Вскоре Никасио от кого-то услышал, что после гибели детей кладбище перестали запирать на ночь – на тот случай, если людям захочется навестить колумбарий в неурочный час. Значит, думает он, теперь можно будет пойти туда с фонарем часа в три ночи, хотя все равно трудно быть уверенным, что не застанешь там кого-нибудь из любителей почесать языком, которые обожают постоять у ячеек, обсуждая погоду и попивая кофе из термосов. К тому же Никасио рано ложится спать. В девять у него уже начинают слипаться глаза. Наверное, веки тяжелеют не только от старости, но и от выпитого за ужином вина. Во всяком случае, не позднее десяти он отправляется в постель.
Однако ему не всегда удается избежать встреч у колумбария. Хотя порой он приходит туда рано утром – самым первым. И радуется, если никого там не застает. Но это вовсе не значит, что вскоре не появится кто-то еще, и тогда бывает уже поздно придумывать пути к отступлению.
Как-то раз, например, один знакомый признался ему: стоит мне увидеть на улице слесаря, я еле сдерживаюсь, чтобы не высказать ему в лицо все, что о нем думаю. Он ведь, мерзавец, нам жизнь разрушил.
А другой тотчас подхватил: а знаете, ему, кажется, кто-то уже раскурочил машину.
И опять первый: ну, я бы предпочел, чтобы мне машину раскурочили, а не дочку взорвали.
Никасио в таких разговорах не участвует.
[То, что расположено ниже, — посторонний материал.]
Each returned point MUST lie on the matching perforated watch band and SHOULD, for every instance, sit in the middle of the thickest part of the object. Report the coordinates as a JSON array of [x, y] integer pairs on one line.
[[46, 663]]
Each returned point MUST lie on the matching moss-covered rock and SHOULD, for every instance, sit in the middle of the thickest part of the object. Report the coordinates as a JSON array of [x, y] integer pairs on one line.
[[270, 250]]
С муниципальным слесарем он знаком лично. Нормальный мужик, просто судьба сыграла с ним злую шутку – судьба и халтурно подключенный газ. Откуда этому бедолаге было знать, что может случиться такое несчастье. К тому же и его собственная дочка в то утро находилась в одном из школьных классов.
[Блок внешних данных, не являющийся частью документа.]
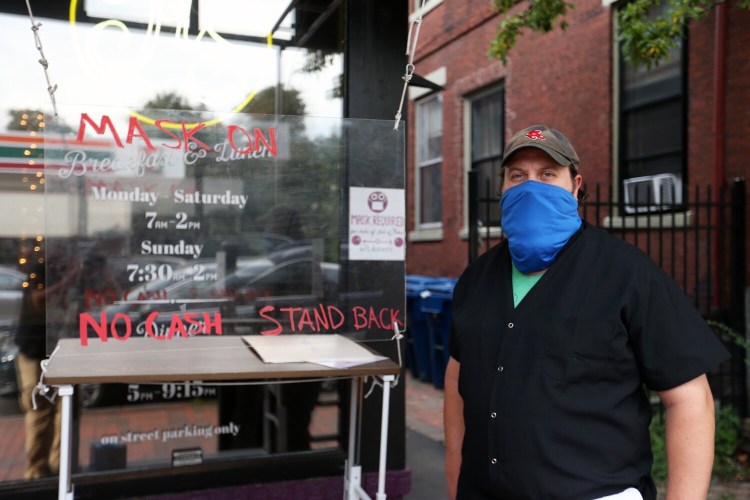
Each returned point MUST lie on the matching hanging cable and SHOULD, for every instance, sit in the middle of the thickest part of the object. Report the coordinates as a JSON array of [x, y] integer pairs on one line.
[[43, 61], [411, 47]]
Но даже если кто-то понес страшную потерю и мучительно переживает ее, это не всегда и не все оправдывает.
Тут Мариахе полностью с отцом согласна.
В подвальном потолке вдруг открылся люк, и сверху, из школьной кухни, стали доноситься голоса, потом вниз упал столб света, что заставило Никасио прикрыть рукой глаза, успевшие привыкнуть к долгой темноте. Теперь он мог без труда различить пыльные трубы, протянутые вдоль стен. В глубоком чреве здания стало трудно дышать. В квадрате люка показалась чья-то фигура. Ну а этому что здесь нужно? Правда, по форменной одежде и набору инструментов в руках Никасио догадался, что человек намерен заняться каким-то ремонтом. И тотчас его узнал: это был Франсиско, слесарь из мэрии, мужчина пятидесяти с лишним лет. Он что-то говорил тем, кто остался наверху, по поводу предстоящей ему работы. Женский голос на кухне объяснял: в подвале пахнет газом. Да, пахнет уже несколько дней. На что слесарь ответил: а я, как нарочно, слегка простужен, нос заложен и ничего не чует…
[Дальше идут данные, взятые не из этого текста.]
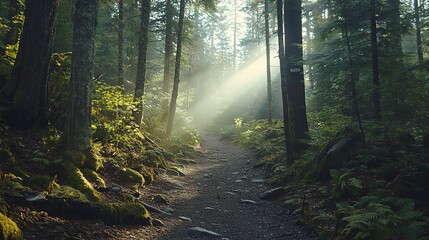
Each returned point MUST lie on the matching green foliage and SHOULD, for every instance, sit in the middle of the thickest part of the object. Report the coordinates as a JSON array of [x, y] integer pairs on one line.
[[131, 177], [344, 185], [8, 229], [65, 191], [381, 217], [124, 213], [71, 175]]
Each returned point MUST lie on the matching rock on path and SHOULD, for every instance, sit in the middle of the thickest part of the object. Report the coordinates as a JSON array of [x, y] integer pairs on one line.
[[236, 211]]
На самом деле у пропана нет никакого запаха, то есть почувствовать его невозможно, а утечка узнается по запаху специального вещества, одоранта, который примешивают к газу для своевременного его обнаружения. Из своего темного угла Никасио здоровается с Франсиско – не очень громко, стараясь того не напугать, но и не совсем тихо, чтобы слесарь понял, что в подвале находится кто-то еще. Однако Франсиско ему не отвечает. Как не отвечает и на вторую попытку Никасио привлечь к себе внимание. Понятное дело: ведь мы с ним встретились в одном и том же подвале, да вот только в разные дни. И тут выясняется, что Никасио почему-то не может двинуться с места, словно его приковали к бетонной стене. Ну и ладно, тогда я просто понаблюдаю, как слесарь будет работать. А Франсиско тем временем собрался разжечь паяльную лампу. Ты что делаешь, дурень? Совсем спятил? Неужели и вправду не чувствуешь, как тут пахнет газом? Ты разве не читал утренних газет? Стоит тебе чиркнуть спичкой, как погибнут пятьдесят детишек. Остановись, остановись же, Христом Богом прошу! Но слесарь не слышит криков Никасио, который, будучи не в силах выбраться из своего угла, тянет к Франсиско руки в отчаянной попытке помешать ему. А тот продолжает возиться с паяльной лампой. И еще до того, как успевает вспыхнуть пламя, происходит дефлаграция, то есть пламя распространяется по горючей газовой смеси. Трещат стены, и нижняя часть здания обрушивается. Никасио издает дикий вопль – он вопит изо всех сил, какие только есть в его глотке и легких. Мариахе заглядывает к нему в спальню. Что с тобой? Почему ты кричишь? Господи, как ты меня напугал!